Она действительно была убежищем, моя маленькая комнатка, в темноте которой я укрывался от света, словно лисица в своей норе, и оберегал созданный мною мир, постоянно борясь с бушующей вокруг круговертью жизни. Но этот мир был далек от всякой идиллии, и моя комната не была романтическим уголком юноши, решившегося во что бы то ни стало навсегда связать свою жизнь с искусством. Мое представление о том, каким именно искусством я должен заниматься, с каждым годом становилось более отчетливым, и, вместе с тем как я из эстетствующего поэта, воспринимавшего стихи как забаву, превращался в художника политического, изменялось и мое представление о собственном бытии. Нет, не призрачность этой «крыши над головой» сделала меня оппозиционером, а реальное, растущее с годами понимание, что мое «я» ничего не значит, если речь идет о моем городе, моей стране, Европе, всем мире или всем человечестве. Только когда я смог по-настоящему абстрагироваться от всего личного и мне стало совершенно безразлично, будет ли у меня завтра кусок хлеба, — я не был фаталистом, мне было попросту наплевать, — только тогда мне удалось вырваться из окружавшей меня среды и держаться от нее на дистанции, которой я не перестаю удивляться и сегодня.
Однако все началось, естественно, с музыки, и остается только гадать, как во мне возникла эта склонность, ибо в моем доме к музыке никто серьезно не относился. Когда купили шикарное черное пианино «Эрбар», вероятно, случайно оказались деньги, которые нужно было вложить во что-нибудь солидное. Пианино и было той самой капитальной вещью, оно намекало на избыток, олицетворяло собой благосостояние, и никто не должен был знать, на каких слабых ногах держалось это «благосостояние»! Никому, разумеется, и в голову не приходило, что пианино окажет влияние на мою судьбу. Музыкантов в нашем доме именовали просто-напросто «шарманщиками», и никто их за людей не считал.

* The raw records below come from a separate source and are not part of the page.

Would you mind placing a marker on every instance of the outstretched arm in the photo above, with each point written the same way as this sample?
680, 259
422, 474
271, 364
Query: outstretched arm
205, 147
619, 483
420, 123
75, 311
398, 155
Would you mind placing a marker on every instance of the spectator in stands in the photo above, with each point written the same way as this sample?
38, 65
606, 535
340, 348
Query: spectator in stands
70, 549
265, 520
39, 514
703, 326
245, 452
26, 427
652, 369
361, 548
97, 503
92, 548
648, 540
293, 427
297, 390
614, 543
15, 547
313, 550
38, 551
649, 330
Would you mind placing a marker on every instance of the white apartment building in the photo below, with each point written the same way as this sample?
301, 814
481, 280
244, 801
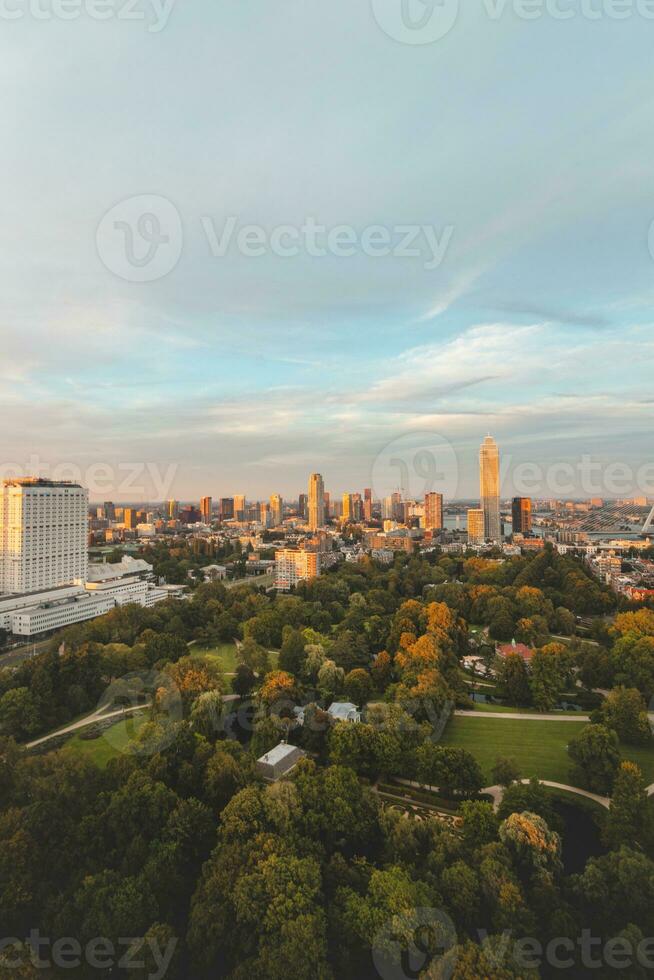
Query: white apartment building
294, 565
43, 534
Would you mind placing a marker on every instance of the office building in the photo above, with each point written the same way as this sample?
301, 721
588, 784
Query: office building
367, 504
316, 502
276, 509
433, 511
206, 509
227, 508
489, 482
476, 526
293, 565
43, 534
521, 515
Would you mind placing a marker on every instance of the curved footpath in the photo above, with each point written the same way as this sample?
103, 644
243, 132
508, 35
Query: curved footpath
521, 715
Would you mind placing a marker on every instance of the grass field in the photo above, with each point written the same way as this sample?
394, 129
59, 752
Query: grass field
538, 747
110, 744
224, 654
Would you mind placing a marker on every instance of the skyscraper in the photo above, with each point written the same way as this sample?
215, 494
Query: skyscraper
367, 504
206, 507
227, 508
276, 509
476, 532
43, 534
316, 502
489, 480
434, 511
521, 514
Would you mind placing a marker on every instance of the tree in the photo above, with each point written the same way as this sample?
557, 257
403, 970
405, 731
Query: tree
624, 711
513, 679
358, 686
243, 681
595, 753
292, 654
630, 819
207, 714
505, 771
19, 713
534, 847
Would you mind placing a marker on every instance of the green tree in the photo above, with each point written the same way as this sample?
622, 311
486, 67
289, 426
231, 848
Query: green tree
630, 817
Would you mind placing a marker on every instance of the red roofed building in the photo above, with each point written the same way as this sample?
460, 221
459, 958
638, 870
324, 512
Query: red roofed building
521, 649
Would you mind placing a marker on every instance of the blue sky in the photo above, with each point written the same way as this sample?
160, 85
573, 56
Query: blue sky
531, 140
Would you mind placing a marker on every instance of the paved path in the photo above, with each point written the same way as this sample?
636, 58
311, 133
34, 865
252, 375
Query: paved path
497, 792
521, 715
101, 715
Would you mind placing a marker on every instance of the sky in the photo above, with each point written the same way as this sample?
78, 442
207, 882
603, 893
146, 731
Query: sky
154, 347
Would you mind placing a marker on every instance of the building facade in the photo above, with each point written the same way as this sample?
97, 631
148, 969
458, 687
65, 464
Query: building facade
489, 481
433, 511
316, 503
43, 534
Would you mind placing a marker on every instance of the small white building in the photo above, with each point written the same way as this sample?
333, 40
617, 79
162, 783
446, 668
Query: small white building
344, 711
279, 761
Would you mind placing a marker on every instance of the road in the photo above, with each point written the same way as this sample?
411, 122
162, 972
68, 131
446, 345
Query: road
101, 714
16, 657
521, 715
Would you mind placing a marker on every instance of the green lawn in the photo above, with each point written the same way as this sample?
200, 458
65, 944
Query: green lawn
223, 653
111, 743
538, 747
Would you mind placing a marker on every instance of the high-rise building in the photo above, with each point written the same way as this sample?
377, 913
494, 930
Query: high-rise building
521, 515
43, 534
295, 565
367, 504
239, 506
206, 509
489, 482
434, 511
316, 502
476, 527
227, 508
276, 509
349, 507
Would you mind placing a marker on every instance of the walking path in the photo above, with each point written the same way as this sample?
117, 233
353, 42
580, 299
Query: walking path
521, 715
497, 792
101, 714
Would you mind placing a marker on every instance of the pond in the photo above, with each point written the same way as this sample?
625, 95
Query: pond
581, 836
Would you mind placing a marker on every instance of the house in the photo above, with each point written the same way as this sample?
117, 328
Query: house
343, 711
521, 649
279, 761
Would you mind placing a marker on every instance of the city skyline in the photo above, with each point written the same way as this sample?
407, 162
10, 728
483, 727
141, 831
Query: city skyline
537, 323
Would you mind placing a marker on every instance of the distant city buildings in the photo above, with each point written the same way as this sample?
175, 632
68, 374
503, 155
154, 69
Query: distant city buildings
476, 526
521, 515
433, 511
206, 509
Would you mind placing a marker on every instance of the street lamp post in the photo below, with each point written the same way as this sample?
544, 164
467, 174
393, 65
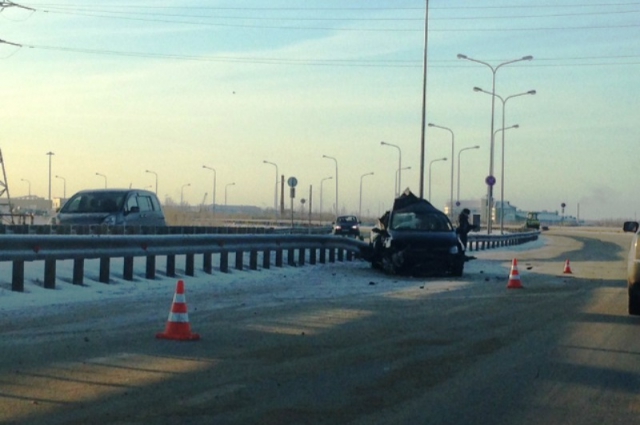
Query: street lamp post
504, 104
336, 161
275, 197
105, 179
64, 186
399, 183
29, 183
503, 129
225, 192
182, 194
156, 174
213, 204
491, 177
452, 162
50, 155
430, 164
360, 207
459, 152
398, 172
322, 181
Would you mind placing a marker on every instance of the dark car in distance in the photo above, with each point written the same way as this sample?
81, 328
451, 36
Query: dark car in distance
633, 267
115, 207
416, 238
347, 225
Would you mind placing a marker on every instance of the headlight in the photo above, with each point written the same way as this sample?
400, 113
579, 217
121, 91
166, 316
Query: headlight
110, 220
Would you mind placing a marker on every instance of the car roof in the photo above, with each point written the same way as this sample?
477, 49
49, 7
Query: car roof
113, 191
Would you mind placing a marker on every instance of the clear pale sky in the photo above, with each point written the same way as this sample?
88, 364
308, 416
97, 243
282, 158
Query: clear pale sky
118, 88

Комната, в которой ему довелось стоять, этому черному пианино «Эрбар», называлась «голубой», так как стены ее были оклеены голубыми обоями. Уж лучше бы ее назвали «жилой комнатой», ибо там проходила вся наша дневная жизнь: в ней принимали гостей, убивали время и иногда ели. Чем дольше длилась война, тем реже мы входили в нее. В углу этой комнаты был устроен занавешенный покрывалом альков, в котором, начиная с предпоследнего года войны, сушились яблоки.
Голубая комната, ее запущенность и будоражащий запах гнили как нельзя лучше сочетались с моей детской склонностью к мечтаниям, и вскоре я проводил почти все свои свободные часы перед прекрасным инструментом, погрузившись в фантастический мир, в котором я чувствовал себя относительно спокойно. Моя родня сердито хвалила мое усердие в игре на фортепиано, хотя в других областях как раз усердия мне и не хватало и во всей карлсбадской школе едва ли можно было найти ученика более ленивого, чем я.